APRA Prudential Practice Guide 233: Pandemic Planning also considers the impact of a pandemic on fund liquidity.
In terms of fund valuations, this is particularly interesting, in an environment where unlisted (illiquid) assets are not valued regularly and are often difficult to value. The impact of not having appropriate valuations however is significant, having regard to the fact that members could be switching, exiting or withdrawing and taking excess value with them (leaving remaining members with not enough value). The SIS Act caters for this, in that section 155 of the SIS Act imposes restrictions on a trustee from redeeming an interest in a superannuation fund, other than at a price that is fair and reasonable as between the redeeming member and the beneficiaries.
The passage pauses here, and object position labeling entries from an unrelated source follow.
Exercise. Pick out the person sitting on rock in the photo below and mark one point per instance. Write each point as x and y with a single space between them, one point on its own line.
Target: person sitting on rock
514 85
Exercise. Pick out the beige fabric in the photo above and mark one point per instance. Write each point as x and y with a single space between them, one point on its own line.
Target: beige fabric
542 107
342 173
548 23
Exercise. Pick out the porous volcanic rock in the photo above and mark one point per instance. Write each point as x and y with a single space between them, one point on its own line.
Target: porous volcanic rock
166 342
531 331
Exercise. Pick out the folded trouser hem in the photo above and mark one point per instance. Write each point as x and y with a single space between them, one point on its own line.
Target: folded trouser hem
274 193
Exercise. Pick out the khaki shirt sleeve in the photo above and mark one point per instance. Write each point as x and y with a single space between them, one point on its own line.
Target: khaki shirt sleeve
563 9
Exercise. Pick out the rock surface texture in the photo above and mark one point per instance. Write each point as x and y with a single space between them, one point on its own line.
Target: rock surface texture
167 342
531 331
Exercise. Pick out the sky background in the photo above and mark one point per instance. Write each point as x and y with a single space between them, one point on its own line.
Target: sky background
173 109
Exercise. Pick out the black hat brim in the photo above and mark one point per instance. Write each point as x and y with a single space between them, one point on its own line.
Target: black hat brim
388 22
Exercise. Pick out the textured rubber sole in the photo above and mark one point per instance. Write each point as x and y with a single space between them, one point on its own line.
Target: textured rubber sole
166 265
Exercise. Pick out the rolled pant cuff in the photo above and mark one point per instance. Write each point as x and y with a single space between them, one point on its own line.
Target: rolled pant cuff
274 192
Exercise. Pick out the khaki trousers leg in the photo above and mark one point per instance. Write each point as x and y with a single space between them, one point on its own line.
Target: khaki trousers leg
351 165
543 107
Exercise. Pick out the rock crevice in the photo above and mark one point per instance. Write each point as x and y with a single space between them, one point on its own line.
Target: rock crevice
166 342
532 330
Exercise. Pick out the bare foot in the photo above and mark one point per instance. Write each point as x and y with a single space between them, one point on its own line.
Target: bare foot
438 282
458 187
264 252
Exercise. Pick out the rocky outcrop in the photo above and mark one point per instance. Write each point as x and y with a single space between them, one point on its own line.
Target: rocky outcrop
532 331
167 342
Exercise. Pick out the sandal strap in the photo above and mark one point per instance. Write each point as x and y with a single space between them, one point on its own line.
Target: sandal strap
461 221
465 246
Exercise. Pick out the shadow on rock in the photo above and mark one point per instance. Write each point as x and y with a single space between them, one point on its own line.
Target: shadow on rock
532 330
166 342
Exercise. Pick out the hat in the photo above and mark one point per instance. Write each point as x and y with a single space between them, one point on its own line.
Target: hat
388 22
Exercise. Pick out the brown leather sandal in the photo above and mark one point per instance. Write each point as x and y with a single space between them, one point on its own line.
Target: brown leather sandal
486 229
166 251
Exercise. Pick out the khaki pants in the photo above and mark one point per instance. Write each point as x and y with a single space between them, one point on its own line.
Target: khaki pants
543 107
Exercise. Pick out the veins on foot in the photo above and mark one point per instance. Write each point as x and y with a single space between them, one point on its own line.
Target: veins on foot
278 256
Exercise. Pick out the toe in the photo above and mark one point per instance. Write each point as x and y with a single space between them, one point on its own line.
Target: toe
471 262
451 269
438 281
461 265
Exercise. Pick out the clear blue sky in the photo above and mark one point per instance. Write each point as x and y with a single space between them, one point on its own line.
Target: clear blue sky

This would likely mean that until a trustee has appropriate valuations, switches, exits and withdrawals would not be facilitated.
Superannuation trustees will also be concerned with ensuring compliance with APRA Prudent Guide 531: Valuation which specifically notes in respect of the valuation of unlisted investments, APRA expects superannuation trustees to consider whether there have been any material changes or other factors that may have caused or are causing the existing valuation of an unlisted investment to now be in appropriate, and undertake a valuation to determine a more appropriate value.
Communications with members
While superannuation trustees consider what action they need to take in the current COVID-19 environment, the joint letter reminded trustees of the need to communicate clearly with members. Both Regulators stated that the ability for trustees to respond promptly and accurately to members' questions should be a key operational focus for them and subject to ongoing monitoring and adjustment.
Beyond this however, trustees must be mindful of what representations they have made to members including in any Product Disclosure Statements (PDS), to ensure that the information in those documents remain up to date and appropriate. In particular, information contained in PDSs relating to risk disclosure, liquidity, asset allocation and fees should be carefully considered, and may be out of date following the impacts of COVID-19. In respect of the latter, an increase in transaction activity may lead to a material increase in fees and costs, including buy / sell spread which will need to be considered in the context of the current PDS disclosure (and may require updating / notification to members).